I am still on a high from reading They Can’t Kill Us Until They Kill Us. I know I already told you about this book by Hanif Abdurraqib and I’m starting to worry that I am overselling it but I keep coming back to it again and again and again. I even decided to write my critical paper on it this quarter for grad school. It’s getting out of hand.
The critical paper is on the essay called “It Rained In Ohio On The Night Allen Iverson Hit Michael Jordan with a Crossover.” I don’t even know that much about basketball but, at the risk of even further overselling Abdurraqib, it’s brilliant.
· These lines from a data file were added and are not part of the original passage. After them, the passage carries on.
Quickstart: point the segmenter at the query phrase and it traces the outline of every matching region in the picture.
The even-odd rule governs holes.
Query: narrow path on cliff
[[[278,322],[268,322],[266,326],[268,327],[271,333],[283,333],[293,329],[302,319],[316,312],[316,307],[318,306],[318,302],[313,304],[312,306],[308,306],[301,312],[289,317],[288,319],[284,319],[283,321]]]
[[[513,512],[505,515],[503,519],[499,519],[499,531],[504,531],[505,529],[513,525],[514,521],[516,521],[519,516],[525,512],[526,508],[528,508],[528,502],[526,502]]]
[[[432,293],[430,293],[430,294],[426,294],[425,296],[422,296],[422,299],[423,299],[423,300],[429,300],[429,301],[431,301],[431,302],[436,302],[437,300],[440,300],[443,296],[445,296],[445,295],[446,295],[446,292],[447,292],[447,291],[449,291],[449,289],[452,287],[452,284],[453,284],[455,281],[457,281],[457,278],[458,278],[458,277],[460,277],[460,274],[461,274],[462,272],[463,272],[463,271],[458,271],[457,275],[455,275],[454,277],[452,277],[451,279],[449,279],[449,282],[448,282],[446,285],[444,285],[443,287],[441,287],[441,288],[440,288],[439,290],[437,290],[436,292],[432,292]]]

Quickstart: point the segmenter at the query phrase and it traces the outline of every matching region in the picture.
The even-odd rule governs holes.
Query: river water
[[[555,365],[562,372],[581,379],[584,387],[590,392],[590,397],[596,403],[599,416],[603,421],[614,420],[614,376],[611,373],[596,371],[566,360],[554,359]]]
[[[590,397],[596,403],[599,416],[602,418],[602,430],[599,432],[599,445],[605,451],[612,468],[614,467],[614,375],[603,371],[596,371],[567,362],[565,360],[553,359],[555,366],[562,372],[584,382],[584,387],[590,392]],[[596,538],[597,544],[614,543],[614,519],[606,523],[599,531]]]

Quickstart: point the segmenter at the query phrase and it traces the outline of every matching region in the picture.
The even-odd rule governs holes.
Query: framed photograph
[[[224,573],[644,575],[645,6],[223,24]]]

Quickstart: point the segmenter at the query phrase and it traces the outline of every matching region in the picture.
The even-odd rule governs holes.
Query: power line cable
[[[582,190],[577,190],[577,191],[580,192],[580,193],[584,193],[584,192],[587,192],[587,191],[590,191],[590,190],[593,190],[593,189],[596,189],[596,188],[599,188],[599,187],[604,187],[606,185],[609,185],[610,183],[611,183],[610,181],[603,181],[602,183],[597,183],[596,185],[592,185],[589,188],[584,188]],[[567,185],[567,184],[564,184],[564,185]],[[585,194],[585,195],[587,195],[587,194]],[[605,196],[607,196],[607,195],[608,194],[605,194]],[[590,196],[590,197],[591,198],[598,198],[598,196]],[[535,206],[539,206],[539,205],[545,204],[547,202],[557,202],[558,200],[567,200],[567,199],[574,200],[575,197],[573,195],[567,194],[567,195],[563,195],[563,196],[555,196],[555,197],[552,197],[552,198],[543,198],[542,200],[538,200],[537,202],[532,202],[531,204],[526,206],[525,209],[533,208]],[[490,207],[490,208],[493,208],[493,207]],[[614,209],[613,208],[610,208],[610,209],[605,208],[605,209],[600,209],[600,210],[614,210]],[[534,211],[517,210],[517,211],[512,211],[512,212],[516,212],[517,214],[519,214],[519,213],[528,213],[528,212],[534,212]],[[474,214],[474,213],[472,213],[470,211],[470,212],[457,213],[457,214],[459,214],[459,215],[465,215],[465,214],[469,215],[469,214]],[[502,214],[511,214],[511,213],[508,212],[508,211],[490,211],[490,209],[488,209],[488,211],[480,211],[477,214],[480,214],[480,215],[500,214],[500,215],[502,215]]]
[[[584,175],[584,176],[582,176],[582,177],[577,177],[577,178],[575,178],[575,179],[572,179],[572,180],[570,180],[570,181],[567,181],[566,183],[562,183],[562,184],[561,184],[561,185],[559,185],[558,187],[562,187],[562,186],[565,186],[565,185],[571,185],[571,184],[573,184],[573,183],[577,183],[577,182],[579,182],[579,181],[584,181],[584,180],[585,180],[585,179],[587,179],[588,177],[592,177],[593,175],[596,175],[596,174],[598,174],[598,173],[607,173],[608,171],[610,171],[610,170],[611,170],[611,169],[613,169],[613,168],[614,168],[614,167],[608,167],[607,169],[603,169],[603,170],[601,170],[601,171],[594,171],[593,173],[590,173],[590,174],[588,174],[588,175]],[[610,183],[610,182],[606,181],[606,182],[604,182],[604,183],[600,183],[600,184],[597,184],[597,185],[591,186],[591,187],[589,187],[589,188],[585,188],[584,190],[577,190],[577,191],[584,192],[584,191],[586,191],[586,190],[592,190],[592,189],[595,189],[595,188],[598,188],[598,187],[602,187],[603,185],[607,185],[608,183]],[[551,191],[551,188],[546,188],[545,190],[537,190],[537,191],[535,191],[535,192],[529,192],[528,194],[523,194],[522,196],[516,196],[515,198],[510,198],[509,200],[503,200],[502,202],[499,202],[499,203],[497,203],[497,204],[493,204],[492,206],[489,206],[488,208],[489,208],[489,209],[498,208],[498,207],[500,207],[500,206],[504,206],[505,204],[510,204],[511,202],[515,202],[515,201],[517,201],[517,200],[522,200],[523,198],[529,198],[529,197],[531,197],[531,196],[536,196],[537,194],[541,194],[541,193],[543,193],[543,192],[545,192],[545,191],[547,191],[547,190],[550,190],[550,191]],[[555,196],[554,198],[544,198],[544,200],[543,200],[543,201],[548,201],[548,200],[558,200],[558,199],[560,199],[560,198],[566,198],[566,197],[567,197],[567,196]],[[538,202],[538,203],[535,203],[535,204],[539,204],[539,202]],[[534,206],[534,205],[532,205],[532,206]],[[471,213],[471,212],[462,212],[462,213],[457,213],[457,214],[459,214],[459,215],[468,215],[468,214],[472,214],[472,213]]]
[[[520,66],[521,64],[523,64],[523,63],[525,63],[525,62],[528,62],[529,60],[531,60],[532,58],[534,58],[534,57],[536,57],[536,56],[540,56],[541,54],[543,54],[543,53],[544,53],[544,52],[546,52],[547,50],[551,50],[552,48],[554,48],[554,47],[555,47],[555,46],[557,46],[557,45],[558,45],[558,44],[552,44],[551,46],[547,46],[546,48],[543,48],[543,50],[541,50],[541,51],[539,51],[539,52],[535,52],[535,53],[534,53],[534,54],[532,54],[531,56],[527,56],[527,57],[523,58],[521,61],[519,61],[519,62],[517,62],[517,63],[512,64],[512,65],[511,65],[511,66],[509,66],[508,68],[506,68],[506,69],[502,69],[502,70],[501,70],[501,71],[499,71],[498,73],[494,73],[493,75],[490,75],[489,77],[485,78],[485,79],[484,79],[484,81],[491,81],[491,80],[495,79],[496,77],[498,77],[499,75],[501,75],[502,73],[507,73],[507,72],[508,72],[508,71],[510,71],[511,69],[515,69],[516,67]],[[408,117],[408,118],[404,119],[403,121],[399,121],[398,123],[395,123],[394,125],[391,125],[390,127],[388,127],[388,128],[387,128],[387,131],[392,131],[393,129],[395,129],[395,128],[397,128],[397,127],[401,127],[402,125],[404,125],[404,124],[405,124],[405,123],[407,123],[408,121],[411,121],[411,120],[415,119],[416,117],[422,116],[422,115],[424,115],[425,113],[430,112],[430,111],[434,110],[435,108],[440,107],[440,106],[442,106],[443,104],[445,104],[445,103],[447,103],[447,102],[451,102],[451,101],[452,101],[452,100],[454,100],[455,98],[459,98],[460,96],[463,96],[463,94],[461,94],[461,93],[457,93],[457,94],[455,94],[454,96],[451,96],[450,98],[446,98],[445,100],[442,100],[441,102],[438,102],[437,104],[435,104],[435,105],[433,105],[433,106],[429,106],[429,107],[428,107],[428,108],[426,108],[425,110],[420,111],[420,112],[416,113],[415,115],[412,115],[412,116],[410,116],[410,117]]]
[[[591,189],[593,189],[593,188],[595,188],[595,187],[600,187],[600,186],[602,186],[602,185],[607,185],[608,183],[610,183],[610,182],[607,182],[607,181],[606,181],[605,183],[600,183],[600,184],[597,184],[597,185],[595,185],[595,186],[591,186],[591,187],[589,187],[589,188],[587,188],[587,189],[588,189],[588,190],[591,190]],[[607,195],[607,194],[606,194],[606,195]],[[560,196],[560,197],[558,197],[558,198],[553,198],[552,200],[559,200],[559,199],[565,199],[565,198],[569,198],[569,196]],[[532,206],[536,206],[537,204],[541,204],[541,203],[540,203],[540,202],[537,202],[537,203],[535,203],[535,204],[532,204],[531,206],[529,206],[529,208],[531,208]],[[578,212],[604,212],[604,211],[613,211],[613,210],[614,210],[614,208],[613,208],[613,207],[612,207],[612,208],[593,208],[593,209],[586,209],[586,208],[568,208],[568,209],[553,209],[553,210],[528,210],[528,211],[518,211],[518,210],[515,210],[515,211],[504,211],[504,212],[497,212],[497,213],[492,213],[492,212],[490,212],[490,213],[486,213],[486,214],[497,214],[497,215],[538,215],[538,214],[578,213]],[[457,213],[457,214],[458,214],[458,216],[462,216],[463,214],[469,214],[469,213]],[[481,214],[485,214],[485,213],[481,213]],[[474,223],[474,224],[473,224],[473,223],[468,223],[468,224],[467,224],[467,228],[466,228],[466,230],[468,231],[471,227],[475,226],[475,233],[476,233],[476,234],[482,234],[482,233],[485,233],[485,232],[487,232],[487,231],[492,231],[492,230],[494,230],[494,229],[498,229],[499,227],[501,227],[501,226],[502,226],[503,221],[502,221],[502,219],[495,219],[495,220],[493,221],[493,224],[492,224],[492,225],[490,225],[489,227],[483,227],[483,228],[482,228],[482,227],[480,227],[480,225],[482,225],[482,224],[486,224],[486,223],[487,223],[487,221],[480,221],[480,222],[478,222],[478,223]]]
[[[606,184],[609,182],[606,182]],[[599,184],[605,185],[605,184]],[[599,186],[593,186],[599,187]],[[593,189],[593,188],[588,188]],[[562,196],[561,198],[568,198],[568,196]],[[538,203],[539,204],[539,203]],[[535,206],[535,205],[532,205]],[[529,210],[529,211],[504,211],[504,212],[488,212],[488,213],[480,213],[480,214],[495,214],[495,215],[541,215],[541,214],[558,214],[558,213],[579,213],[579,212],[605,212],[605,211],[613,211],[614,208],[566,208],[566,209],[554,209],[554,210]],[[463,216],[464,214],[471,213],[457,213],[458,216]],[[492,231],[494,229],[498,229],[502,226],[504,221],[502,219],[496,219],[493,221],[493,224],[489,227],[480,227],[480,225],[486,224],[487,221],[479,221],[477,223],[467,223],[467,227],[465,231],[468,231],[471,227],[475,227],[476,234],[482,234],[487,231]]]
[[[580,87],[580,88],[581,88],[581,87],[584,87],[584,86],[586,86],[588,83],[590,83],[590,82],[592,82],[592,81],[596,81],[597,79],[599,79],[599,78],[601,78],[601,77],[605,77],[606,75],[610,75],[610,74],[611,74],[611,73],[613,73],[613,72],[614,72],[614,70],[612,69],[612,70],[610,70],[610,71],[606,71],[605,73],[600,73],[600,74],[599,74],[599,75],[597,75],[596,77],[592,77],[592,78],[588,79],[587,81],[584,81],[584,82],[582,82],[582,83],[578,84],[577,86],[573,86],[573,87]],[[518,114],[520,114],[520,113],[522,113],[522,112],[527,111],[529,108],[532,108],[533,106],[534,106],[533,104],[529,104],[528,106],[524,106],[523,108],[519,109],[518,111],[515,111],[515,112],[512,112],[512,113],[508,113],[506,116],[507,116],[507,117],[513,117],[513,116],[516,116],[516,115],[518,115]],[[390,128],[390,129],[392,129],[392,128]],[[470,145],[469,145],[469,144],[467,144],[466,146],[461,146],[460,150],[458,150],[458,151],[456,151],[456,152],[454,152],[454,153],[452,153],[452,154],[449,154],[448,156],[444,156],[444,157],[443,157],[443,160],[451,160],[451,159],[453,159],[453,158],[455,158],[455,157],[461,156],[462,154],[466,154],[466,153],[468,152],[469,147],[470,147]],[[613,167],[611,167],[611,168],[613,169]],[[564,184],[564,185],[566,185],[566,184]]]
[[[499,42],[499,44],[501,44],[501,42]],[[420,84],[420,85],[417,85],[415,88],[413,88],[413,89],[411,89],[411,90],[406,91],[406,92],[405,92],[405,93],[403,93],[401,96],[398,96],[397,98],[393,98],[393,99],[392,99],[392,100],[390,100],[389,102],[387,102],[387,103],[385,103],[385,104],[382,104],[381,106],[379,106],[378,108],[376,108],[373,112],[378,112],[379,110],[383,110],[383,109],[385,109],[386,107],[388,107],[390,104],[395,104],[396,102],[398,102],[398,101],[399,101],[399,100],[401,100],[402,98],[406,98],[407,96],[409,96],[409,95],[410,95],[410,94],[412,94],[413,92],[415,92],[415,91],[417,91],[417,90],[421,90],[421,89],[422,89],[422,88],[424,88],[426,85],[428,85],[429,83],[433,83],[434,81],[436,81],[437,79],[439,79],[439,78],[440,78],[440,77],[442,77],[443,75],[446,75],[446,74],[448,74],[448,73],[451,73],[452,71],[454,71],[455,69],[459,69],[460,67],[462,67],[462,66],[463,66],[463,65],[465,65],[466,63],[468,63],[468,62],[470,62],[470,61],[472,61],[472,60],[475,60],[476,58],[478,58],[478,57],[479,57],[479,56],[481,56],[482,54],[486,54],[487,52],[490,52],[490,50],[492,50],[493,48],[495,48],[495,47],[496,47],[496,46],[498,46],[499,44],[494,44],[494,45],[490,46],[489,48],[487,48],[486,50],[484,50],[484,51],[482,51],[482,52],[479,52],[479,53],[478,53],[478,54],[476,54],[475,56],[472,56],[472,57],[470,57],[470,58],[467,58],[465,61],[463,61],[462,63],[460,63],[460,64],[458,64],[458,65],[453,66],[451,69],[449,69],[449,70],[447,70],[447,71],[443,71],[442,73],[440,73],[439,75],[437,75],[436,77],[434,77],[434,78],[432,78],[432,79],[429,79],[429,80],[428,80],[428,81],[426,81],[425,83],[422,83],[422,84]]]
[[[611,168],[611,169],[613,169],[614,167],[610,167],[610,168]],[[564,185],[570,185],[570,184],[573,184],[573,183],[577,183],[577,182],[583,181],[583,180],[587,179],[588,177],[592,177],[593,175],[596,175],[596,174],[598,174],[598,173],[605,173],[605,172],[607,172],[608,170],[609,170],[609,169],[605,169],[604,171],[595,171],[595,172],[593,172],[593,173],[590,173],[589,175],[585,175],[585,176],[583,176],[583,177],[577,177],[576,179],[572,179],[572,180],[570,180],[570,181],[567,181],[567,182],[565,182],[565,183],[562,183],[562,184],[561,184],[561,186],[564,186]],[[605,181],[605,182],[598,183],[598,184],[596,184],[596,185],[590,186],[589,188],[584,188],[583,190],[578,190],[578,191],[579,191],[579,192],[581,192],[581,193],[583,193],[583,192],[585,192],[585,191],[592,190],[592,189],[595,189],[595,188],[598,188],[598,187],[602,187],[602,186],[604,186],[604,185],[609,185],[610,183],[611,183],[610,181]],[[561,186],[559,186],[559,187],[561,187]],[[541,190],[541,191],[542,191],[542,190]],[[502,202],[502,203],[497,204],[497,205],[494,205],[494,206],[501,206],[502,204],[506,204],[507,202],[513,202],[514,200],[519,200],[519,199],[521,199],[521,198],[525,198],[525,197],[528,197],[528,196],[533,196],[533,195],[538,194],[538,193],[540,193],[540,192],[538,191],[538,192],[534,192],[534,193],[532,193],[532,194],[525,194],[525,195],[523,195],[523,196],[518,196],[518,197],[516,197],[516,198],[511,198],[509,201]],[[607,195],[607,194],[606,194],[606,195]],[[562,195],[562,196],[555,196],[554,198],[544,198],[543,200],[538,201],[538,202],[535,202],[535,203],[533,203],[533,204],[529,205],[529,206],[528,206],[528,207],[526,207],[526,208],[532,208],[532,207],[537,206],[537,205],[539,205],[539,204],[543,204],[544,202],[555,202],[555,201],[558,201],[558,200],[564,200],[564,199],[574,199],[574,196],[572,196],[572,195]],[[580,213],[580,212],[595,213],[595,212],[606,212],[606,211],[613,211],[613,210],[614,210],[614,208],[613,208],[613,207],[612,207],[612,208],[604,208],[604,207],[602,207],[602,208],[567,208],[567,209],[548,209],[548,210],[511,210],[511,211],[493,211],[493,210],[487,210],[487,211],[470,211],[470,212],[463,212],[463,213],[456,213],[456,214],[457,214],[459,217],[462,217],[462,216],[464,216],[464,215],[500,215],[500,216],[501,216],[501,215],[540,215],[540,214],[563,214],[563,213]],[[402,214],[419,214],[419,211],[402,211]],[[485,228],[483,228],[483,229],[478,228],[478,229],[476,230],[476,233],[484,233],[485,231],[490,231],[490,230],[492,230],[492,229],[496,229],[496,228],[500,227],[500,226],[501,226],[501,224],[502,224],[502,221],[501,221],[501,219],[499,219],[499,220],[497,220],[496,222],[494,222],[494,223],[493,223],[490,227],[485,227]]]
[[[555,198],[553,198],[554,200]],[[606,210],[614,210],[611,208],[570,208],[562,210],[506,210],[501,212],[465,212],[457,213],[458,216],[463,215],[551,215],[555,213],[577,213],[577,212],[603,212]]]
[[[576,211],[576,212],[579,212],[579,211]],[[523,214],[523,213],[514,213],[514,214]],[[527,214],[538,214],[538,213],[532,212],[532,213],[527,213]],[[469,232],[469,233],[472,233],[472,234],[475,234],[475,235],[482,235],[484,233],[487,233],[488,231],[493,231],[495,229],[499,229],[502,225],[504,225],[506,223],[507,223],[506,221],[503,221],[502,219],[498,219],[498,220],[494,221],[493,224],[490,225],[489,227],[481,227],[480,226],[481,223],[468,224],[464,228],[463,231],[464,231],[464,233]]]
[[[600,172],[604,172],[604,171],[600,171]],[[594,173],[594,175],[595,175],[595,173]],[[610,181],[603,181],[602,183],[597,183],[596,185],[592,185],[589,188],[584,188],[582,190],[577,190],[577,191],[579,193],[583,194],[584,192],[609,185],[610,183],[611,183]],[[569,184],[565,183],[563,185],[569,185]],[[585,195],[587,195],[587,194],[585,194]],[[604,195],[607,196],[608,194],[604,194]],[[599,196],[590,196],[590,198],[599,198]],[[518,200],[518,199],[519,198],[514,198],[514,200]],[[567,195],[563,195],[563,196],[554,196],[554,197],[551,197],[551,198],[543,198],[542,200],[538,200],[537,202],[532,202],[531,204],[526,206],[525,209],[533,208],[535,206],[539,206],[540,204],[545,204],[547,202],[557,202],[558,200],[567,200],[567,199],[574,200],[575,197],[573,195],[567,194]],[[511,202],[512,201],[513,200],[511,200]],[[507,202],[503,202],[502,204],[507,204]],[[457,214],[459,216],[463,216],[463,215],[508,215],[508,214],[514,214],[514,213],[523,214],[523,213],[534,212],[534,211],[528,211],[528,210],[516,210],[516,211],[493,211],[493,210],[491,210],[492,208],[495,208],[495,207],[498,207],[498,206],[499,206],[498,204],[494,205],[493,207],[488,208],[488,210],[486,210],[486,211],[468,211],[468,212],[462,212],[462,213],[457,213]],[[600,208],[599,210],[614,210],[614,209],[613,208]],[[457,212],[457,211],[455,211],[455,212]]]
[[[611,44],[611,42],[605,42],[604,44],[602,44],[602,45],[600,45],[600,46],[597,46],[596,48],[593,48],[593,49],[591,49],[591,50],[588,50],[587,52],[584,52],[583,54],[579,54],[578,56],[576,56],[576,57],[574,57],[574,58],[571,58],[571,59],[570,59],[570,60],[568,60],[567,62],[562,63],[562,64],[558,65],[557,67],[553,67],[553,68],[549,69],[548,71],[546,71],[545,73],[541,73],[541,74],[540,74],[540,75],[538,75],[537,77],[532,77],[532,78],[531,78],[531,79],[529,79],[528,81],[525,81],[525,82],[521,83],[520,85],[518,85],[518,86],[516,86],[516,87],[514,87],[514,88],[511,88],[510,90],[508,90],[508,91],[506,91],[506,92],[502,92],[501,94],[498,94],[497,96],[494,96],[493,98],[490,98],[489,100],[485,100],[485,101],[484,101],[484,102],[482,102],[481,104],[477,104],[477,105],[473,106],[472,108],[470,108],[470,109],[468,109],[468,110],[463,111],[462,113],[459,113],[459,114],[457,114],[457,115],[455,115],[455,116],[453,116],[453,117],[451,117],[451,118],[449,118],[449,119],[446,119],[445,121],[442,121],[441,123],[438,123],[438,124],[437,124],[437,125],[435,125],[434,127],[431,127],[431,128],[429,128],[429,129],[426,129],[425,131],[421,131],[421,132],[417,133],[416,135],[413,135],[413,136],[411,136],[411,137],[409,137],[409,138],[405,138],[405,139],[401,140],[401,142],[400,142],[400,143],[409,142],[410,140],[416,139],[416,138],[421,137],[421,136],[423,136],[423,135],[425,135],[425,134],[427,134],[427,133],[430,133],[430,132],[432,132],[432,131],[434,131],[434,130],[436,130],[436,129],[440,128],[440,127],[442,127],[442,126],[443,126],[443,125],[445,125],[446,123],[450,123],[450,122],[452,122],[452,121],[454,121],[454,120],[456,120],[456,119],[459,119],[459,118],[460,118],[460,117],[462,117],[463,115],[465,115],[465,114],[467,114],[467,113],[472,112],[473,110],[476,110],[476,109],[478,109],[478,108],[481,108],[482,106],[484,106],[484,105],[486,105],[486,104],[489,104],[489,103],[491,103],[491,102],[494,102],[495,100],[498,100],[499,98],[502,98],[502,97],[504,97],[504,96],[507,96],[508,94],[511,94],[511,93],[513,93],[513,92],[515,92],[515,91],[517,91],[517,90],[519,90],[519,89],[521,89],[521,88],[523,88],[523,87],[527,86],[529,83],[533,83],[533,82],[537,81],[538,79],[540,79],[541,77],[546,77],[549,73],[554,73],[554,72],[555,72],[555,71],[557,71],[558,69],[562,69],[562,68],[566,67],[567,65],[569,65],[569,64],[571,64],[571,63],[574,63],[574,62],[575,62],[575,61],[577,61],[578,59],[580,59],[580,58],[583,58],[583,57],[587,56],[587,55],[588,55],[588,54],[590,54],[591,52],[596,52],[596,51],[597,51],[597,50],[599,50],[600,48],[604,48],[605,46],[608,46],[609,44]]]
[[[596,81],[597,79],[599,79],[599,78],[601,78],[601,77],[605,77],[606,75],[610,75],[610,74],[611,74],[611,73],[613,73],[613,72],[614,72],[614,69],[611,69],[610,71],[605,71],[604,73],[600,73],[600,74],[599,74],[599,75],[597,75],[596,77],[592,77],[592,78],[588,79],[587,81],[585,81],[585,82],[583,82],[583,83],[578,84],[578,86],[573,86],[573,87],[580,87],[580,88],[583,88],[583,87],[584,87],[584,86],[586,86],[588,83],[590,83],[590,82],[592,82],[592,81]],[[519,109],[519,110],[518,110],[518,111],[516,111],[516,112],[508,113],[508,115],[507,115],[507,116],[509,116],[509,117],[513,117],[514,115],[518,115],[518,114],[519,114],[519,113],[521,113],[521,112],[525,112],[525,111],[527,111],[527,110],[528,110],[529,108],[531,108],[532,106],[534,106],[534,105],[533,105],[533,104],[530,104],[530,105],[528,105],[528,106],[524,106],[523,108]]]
So naturally I’m procrastinating on writing it and re-reading his other essays instead. I just read this one again for maybe the fourth or fifth time. It’s called “Brief Notes on Staying // No One Is Making Their Best Work When They Want To Die“and it’s about writing/creating/working even when we are deep in a grieving space, as he was when writing this particular piece. It’s so beautifully and vulnerably written. I resonated with so much of it, especially the questions surrounding grief as a means for great art and the way he tells his reader what he is actually feeling instead of how he would like to feel or thinks he should feel (“What I’m mostly saying, friends, is that I am sad today. I am sad today, and I may be sad tomorrow.” — damn.).
Unfortunately I can’t find it online so I can’t send you to the full piece (you’ll have to buy the book!) but I thought I’d post two quotes here to give you a glimpse…
All things do not pass. Sometimes, that which does not kill you sits heavy over you until all of the things that did not kill you turn into a single counterforce that might. No matter what comes out of a person in these times, the work that we make when we feel like we no longer want to be alive is not the best work if it is also not work that, little by little, is pushing us back toward perhaps staying, even if just for a moment.”
“But the way I think about grief is that it is the great tug-of-war, and sometimes the flag is on the side you don’t want it to be on. And sometimes, the game has exhausted all of its joy, and all that’s left is you on your knees. But, today, even though I am sad, my hands are still on the rope. I am making my best work when my hands are on the rope, even if I’m not pulling back. Life is too long, despite the cliche. Too long, and sometimes too painful. But I imagine I have made it too far. I imagine, somewhere around some corner, the best part is still coming.”